Come è nata l’idea di legarsi a Corda?

“Io mi ero informato su come era andata a Foggia in Serie C. Mi hanno parlato di una persona equilibrata e che aveva fatto discretamente bene, che quindi non avesse nulla a che vedere con alcune cose che si possono leggere. Poi io ritengo che se si dà fiducia a una persona, questa non può che essere incondizionata: mi devo fidare di te, altrimenti non ti scelgo. È un approccio garantista, che ho ritenuto di fare mio. Ho fatto le mie valutazioni, mi sono fidato di una persona che si è presentato in un certo modo, ha dato dei parametri e ha proposto un approccio. Eravamo in sintonia all’inizio, poi le cose sono profondamente cambiate. Posso riconoscere, anzi lo riconosco proprio, che ho fatto un errore di valutazione”.

È rimasto in contatto con alcuni suoi giocatori?

“Sicuramente rimane un bel ricordo e un buon rapporto. Poi siamo tutti professionisti, ora è giusto che i calciatori facciano riferimento alla nuova professionalità. Penso che tutti coloro che sono passati da Seregno possano avere un buon ricordo. Abbiamo fatto un percorso importante: un conto è andare in Serie C con una società blasonata; un altro, farlo con una realtà sì blasonata ma con trascorsi importanti in anni lontani e che di recente aveva lottato in Serie D”.

Torniamo all’origine: ritiene che sia proprio impossibile applicare un ragionamento imprenditoriale al calcio a questi livelli?

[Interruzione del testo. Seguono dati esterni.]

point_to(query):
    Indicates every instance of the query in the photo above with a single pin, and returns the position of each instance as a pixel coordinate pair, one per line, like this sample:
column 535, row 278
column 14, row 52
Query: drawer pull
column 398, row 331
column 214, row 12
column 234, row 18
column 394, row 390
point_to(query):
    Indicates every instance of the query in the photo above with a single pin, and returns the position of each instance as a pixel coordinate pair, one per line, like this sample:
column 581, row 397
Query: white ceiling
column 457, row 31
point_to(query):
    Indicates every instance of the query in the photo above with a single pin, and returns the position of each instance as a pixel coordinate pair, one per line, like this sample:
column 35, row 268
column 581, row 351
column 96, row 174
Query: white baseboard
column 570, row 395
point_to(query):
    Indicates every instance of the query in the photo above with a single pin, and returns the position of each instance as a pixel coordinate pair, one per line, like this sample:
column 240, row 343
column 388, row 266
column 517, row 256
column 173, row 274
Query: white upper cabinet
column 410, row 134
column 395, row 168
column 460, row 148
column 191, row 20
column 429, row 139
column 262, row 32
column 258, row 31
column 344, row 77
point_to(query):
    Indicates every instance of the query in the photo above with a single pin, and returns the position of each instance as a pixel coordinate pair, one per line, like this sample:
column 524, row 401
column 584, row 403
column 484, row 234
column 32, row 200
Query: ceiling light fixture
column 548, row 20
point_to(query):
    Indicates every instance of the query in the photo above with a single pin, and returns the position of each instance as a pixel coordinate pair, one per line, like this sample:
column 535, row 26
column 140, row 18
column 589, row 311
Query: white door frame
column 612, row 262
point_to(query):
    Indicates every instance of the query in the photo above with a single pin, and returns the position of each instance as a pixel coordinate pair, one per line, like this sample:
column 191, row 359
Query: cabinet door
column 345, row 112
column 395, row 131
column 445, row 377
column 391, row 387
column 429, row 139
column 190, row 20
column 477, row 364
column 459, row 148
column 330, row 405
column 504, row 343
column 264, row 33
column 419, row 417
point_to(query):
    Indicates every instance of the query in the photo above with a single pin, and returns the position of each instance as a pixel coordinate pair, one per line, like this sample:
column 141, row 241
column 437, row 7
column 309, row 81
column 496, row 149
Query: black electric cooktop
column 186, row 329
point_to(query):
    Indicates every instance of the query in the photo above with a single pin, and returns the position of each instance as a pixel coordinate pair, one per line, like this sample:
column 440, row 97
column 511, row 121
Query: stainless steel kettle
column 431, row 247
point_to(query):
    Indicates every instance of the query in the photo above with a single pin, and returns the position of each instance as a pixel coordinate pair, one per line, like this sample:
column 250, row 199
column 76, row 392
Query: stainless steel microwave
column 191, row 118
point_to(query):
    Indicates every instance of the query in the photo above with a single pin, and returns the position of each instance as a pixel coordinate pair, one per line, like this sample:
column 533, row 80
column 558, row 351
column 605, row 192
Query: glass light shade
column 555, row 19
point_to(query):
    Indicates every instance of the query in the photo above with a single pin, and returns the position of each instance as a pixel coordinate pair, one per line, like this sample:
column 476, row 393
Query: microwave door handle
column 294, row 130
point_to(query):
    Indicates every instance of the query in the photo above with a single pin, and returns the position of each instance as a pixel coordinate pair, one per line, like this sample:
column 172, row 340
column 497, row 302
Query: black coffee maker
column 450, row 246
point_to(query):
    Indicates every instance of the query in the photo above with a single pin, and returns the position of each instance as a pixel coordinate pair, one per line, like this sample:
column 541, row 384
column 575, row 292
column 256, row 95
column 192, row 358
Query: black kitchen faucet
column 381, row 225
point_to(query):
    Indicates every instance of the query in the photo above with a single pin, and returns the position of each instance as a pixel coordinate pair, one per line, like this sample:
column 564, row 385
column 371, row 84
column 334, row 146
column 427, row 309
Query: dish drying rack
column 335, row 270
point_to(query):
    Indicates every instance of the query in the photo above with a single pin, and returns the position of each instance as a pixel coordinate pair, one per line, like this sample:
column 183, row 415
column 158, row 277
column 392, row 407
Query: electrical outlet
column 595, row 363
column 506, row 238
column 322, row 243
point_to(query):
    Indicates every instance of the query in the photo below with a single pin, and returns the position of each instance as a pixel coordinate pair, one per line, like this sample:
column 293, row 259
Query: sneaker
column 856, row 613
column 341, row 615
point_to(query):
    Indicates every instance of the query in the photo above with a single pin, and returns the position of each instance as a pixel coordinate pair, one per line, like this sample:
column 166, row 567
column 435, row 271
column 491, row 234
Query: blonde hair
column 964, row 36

“Un conto è una persona che vive di calcio e deve rimanerci per forza, un altro chi viene da altri mondi come me. Secondo me non è proprio possibile fare un ragionamento imprenditoriale nel calcio. È un gioco a perdere: bisogna partire dal presupposto che si perdono dei soldi e si accetta di perderli. È un grosso problema del calcio, almeno in questo tipo di categorie. Il pubblico, per dirne un’altra, è inesistente e non dico solo a Seregno, ma in tutte le piazze di C, a parte qualche città del sud. È proprio il meccanismo che sta pagando un dazio estremo in queste categorie: il calcio ormai è quello di Serie A, e neanche di tutte ma solo delle prime”.